Forecast for Monday looks to be improving!


----------



## andyzee (Apr 23, 2011)

Forecast for today was crap, skiing on the other hand, was pretty good  Don't live by forecasts.


----------



## Puck it (Apr 23, 2011)

powhunter said:


> yea gonna be a game day decision for me



If weather looks a lot better for Tuesday then I am going Tuesday.


----------



## andyzee (Apr 23, 2011)

andyzee said:


> Forecast for today was crap, skiing on the other hand, was pretty good :smile: Don't live by forecasts.






Puck it said:


> If weather looks a lot better for Tuesday then I am going Tuesday.




DMC asked me to give you a message, he said: May it rain on your parade 

​


----------



## skime (Apr 23, 2011)

andyzee said:


> DMC asked me to give you a message, he said: May it rain on your parade
> 
> ​



oh andyz, y does everyone always pee on u? lol even in bay 1 i understand u get no respect!! IM looking for a man named Raymond right now....


----------



## andyzee (Apr 23, 2011)

skime said:


> oh andyz, y does everyone always pee on u? lol even in bay 1 i understand u get no respect!! IM looking for a man named Raymond right now....




Dis, the man of many aliases!
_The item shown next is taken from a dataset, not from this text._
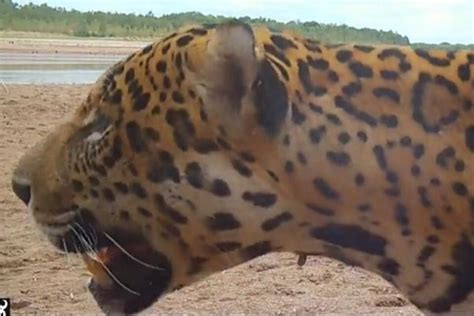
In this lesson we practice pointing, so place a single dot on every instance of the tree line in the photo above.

How  you doing?


----------



## Puck it (Apr 23, 2011)

andyzee said:


> DMC asked me to give you a message, he said: May it rain on your parade
> 
> ​



Tell him, thx.  He and I get along so well.


----------



## andyzee (Apr 23, 2011)

Puck it said:


> Tell him, thx.  He and I get along so well.




DMC, Puck it sayd thx


----------



## 2knees (Apr 24, 2011)

I'm out for monday.  go get some guys, should be nice and soft, sun or no sun.


----------



## powhunter (Apr 24, 2011)

yea Im out too...doesnt look good weather wise...Anyone want that 2 for 1 voucher I got from Chris??

Steveo


----------



## Greg (Apr 24, 2011)

Not sure what weather report you guys are looking at. Tomorrow is the best day of the whole week according to the NWS. Maybe some showers but at least it'll be soft. I'm going.


----------



## 2knees (Apr 24, 2011)

Greg said:


> Not sure what weather report you guys are looking at. Tomorrow is the best day of the whole week according to the NWS. Maybe some showers but at least it'll be soft. I'm going.



It isn't the weather that killed it for me. Things got in the way


----------



## Greg (Apr 24, 2011)

So after all that, who's still manning up and going? season's winding down... Roll call:

Greg
Brian


----------



## andyzee (Apr 24, 2011)

Greg said:


> So after all that, who's still manning up and going? season's winding down... Roll call:
> 
> Greg
> Brian



Nope, skied yesterday and today. Some sweet bump lines for you guys on Superstar and Skylark.


----------



## ozzy (Apr 24, 2011)

Greg said:


> So after all that, who's still manning up and going? season's winding down... Roll call:
> 
> Greg
> Brian



I'm planning on skiing at some point tomorrow. There's only one lift, i'll catch up with y'all


----------